Per-Test Database Isolation in Postgres

Over the years, I've tried many different strategies for isolating individual tests at the database layer.

One shared database, but all data is sharded by an account: Works in the short term, but eventually you'll have global tables that aren't scoped to an account.

Creating a new database for each test: Can be slow and error prone. Difficult to ensure all connections have been closed before dropping the database. Some CI providers only provide one logical test database.

Use an in-memory SQLite database: Only works if your application avoids Postgres-specific features. Even then you may still run into runtime differences between database engines.

Truncating the tables between tests: Test parallelization is tricky, if not impossible. No command to truncate all tables, drop all indexes, etc.

Wrap each test in a transaction: Works fine as long as none of your code uses transactions or parallel queries. While Postgres can't nest transactions, some SQL layers simulate support using savepoints.

Give each test a single connection, scoped to temporary tables: Supports individual transactions, but not two open transactions at once. Temporary tables can't be shared across connections.

After trying all these different solutions, I think I've found a winning strategy. Postgres schemas and the search path allow you to isolate tests from each other while using the same logical database. You can think of a schema as a namespace for tables. From the docs:

A database contains one or more named schemas, which in turn contain tables. […] The same object name can be used in different schemas without conflict; for example, both schema1 and myschema can contain tables named mytable.

There are several reasons why one might want to use schemas: […] To allow many users to use one database without interfering with each other

Establish a connection to your database and create a new schema. Here I'm using foo as a placeholder name. In the real world, you'd want to randomly generate a name for each individual test.

CREATE SCHEMA foo

Create a new connection pool to the database and set the search path to only include the new schema.

postgres://localhost/chalkbag?sslmode=disable&search_path=foo

Now you can create as many tables, functions, enums, and indexes as you want, in complete isolation. Once the test is finished, drop the schema. This step is optional if you're using a CI provider that destroys the database at the end of a test run.

DROP SCHEMA foo CASCADE

This strategy only works if you aren't using schemas for other purposes in your application.

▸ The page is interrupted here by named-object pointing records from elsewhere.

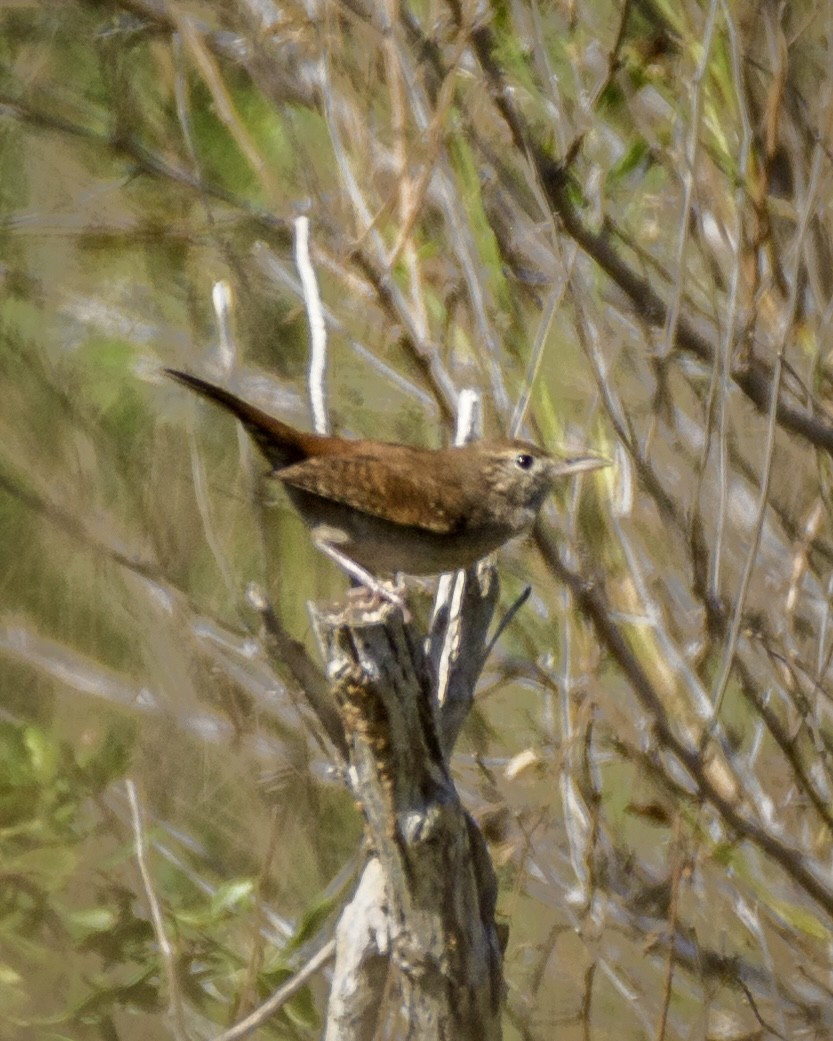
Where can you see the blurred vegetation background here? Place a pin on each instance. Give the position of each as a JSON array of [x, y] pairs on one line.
[[626, 205]]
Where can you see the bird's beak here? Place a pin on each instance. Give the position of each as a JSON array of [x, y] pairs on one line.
[[579, 464]]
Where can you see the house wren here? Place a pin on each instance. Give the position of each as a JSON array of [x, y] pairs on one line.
[[388, 507]]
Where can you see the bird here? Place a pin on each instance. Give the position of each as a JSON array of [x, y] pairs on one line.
[[379, 507]]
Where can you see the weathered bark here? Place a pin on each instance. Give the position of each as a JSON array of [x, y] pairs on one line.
[[425, 907]]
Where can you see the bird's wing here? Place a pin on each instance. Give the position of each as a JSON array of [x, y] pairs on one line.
[[380, 487]]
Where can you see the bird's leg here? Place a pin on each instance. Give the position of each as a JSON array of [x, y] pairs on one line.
[[357, 572]]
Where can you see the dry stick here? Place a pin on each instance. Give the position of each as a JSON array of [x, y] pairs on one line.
[[318, 329], [674, 309], [789, 316], [280, 997], [166, 947], [676, 874], [591, 603], [723, 354], [755, 380]]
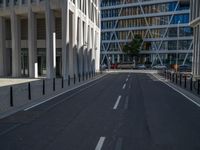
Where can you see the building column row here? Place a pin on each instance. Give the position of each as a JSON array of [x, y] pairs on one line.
[[82, 50], [2, 46], [16, 45]]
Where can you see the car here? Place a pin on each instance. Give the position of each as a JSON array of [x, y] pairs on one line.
[[113, 66], [141, 66], [128, 65], [159, 67], [103, 66], [185, 68]]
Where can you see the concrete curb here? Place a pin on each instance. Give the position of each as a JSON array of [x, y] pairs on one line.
[[190, 96], [48, 98]]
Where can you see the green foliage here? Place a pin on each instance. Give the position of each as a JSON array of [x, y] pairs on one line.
[[133, 48]]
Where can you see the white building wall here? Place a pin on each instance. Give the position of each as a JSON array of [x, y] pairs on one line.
[[78, 62]]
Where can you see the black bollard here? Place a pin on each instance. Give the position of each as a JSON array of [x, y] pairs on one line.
[[54, 84], [29, 91], [74, 79], [191, 82], [68, 80], [180, 79], [185, 85], [43, 89], [62, 83], [11, 96]]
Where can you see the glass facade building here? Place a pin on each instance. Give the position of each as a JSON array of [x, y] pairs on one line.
[[195, 23], [163, 25]]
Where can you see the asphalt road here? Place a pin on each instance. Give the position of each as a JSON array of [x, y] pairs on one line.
[[125, 111]]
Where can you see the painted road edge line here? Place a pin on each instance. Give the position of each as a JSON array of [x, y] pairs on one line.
[[117, 102], [178, 91], [126, 102], [124, 86], [26, 109], [100, 143]]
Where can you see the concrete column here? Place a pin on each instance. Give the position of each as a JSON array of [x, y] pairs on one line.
[[97, 59], [198, 49], [50, 54], [85, 47], [2, 46], [71, 44], [88, 49], [80, 46], [74, 42], [16, 45], [65, 38], [32, 44]]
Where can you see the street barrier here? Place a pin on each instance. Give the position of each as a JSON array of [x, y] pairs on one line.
[[11, 96], [29, 91]]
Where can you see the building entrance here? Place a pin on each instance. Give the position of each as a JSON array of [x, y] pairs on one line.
[[24, 63]]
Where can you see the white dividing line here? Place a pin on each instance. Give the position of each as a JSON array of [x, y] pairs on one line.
[[64, 93], [124, 86], [9, 129], [117, 102], [118, 145], [100, 143], [178, 91], [126, 102]]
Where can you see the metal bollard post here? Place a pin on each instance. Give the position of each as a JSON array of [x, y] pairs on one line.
[[54, 84], [83, 76], [68, 80], [191, 82], [43, 89], [62, 83], [185, 85], [29, 91], [79, 77], [11, 96], [74, 79]]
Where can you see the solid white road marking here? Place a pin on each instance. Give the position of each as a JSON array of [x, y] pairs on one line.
[[118, 145], [126, 102], [100, 143], [124, 86], [178, 91], [117, 102]]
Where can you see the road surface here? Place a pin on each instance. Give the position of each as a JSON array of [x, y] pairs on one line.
[[121, 111]]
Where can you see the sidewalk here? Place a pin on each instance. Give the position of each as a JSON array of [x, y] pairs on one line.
[[16, 97], [182, 88], [12, 81]]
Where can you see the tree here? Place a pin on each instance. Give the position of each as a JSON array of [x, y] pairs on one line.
[[133, 48]]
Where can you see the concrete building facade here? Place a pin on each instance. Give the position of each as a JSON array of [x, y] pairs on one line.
[[195, 23], [163, 25], [49, 37]]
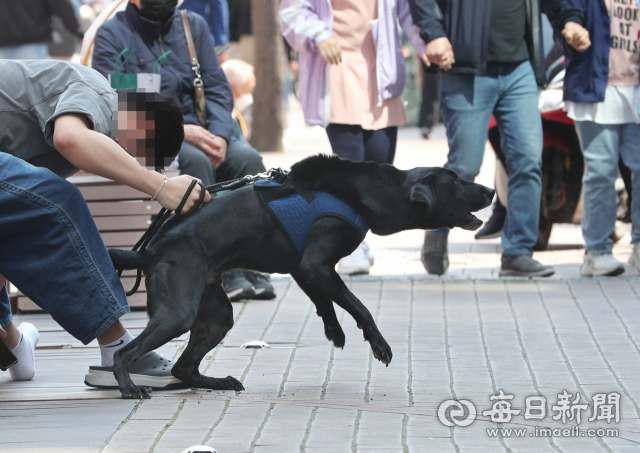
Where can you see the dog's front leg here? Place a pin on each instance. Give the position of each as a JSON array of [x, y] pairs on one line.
[[325, 277], [324, 307], [329, 239]]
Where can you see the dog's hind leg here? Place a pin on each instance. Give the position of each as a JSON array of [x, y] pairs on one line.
[[325, 309], [214, 320], [174, 290]]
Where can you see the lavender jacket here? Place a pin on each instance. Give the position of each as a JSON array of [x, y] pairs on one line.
[[306, 23]]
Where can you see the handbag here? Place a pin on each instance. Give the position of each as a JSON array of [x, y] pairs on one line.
[[198, 86]]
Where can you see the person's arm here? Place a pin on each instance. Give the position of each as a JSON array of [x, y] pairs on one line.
[[64, 10], [214, 139], [411, 30], [96, 153], [301, 26], [567, 18], [106, 48], [428, 17]]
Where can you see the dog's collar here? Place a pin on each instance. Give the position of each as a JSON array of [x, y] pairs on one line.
[[282, 178]]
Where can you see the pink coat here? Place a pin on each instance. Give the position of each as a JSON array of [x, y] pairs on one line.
[[306, 23]]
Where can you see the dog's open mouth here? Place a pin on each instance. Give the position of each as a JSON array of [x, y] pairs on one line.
[[471, 222]]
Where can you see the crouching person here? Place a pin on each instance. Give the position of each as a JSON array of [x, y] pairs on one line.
[[61, 117], [209, 151]]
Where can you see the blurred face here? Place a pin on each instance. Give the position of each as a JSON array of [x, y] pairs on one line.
[[134, 131], [250, 85]]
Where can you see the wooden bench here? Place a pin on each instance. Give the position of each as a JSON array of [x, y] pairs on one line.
[[122, 215]]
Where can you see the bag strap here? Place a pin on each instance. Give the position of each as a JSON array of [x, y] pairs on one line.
[[187, 33], [198, 85]]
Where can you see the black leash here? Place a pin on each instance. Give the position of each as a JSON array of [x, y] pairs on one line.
[[278, 175]]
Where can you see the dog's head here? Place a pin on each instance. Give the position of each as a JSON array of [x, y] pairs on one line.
[[439, 198]]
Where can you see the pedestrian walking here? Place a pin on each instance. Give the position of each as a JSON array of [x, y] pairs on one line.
[[492, 63], [351, 76], [602, 94]]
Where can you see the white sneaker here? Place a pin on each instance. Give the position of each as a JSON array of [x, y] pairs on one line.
[[600, 264], [635, 256], [25, 369], [356, 263]]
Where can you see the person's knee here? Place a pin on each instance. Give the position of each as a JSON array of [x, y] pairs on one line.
[[194, 162], [56, 190], [242, 159]]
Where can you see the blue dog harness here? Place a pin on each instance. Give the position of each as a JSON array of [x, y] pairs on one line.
[[295, 214]]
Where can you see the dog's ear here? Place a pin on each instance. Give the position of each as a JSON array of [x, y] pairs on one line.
[[423, 192]]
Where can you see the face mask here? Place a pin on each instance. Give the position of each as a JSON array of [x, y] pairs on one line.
[[157, 10]]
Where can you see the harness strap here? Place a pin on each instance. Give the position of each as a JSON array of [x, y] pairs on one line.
[[164, 213]]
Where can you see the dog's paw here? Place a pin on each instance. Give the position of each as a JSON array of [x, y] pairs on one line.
[[382, 351], [136, 393], [336, 335], [234, 384]]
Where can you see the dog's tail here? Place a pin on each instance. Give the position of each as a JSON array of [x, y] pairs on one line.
[[127, 259]]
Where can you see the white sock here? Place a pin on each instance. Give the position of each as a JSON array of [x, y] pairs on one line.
[[25, 369], [108, 350]]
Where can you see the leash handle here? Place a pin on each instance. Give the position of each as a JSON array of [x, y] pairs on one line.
[[274, 174]]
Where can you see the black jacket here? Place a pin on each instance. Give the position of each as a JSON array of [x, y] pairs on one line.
[[29, 21], [466, 23], [147, 40]]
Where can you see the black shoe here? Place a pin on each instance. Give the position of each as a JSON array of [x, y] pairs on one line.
[[524, 266], [426, 133], [493, 227], [261, 285], [236, 285], [434, 254]]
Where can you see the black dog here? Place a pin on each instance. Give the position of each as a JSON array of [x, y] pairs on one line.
[[183, 263]]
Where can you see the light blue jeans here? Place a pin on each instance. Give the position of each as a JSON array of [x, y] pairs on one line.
[[50, 248], [510, 92], [25, 52], [602, 145]]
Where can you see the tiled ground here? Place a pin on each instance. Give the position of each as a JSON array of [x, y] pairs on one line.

Here's an example in Go of the above steps.

package main

import (
        "database/sql"

        _ "github.com/lib/pq"
)

func main() {
        dburl := "postgres://localhost/db?sslmode=disable"
        db, err := sql.Open("postgres", dburl)
        if err != nil {
                panic(err)
        }
        if err := provision(db); err != nil {
                panic(err)
        }
}

func provision(db *sql.DB) error {
        // For each test, pick a new schema name at random.
        // `foo` is used here only as an example
        if _, err := db.Exec("CREATE SCHEMA foo"); err != nil {
                return err
        }

        defer func() {
                db.Exec("DROP SCHEMA foo CASCADE")
        }()

        surl := "postgres://localhost/db?sslmode=disable&search_path=foo"
        sdb, err := sql.Open("postgres", surl)
        if err != nil {
                return err
        }

        // Run tests
        _, err = sdb.Exec("SELECT 1")
        return err
}

Using schemas avoids race conditions, makes clean up easy, and requires only a single logical database.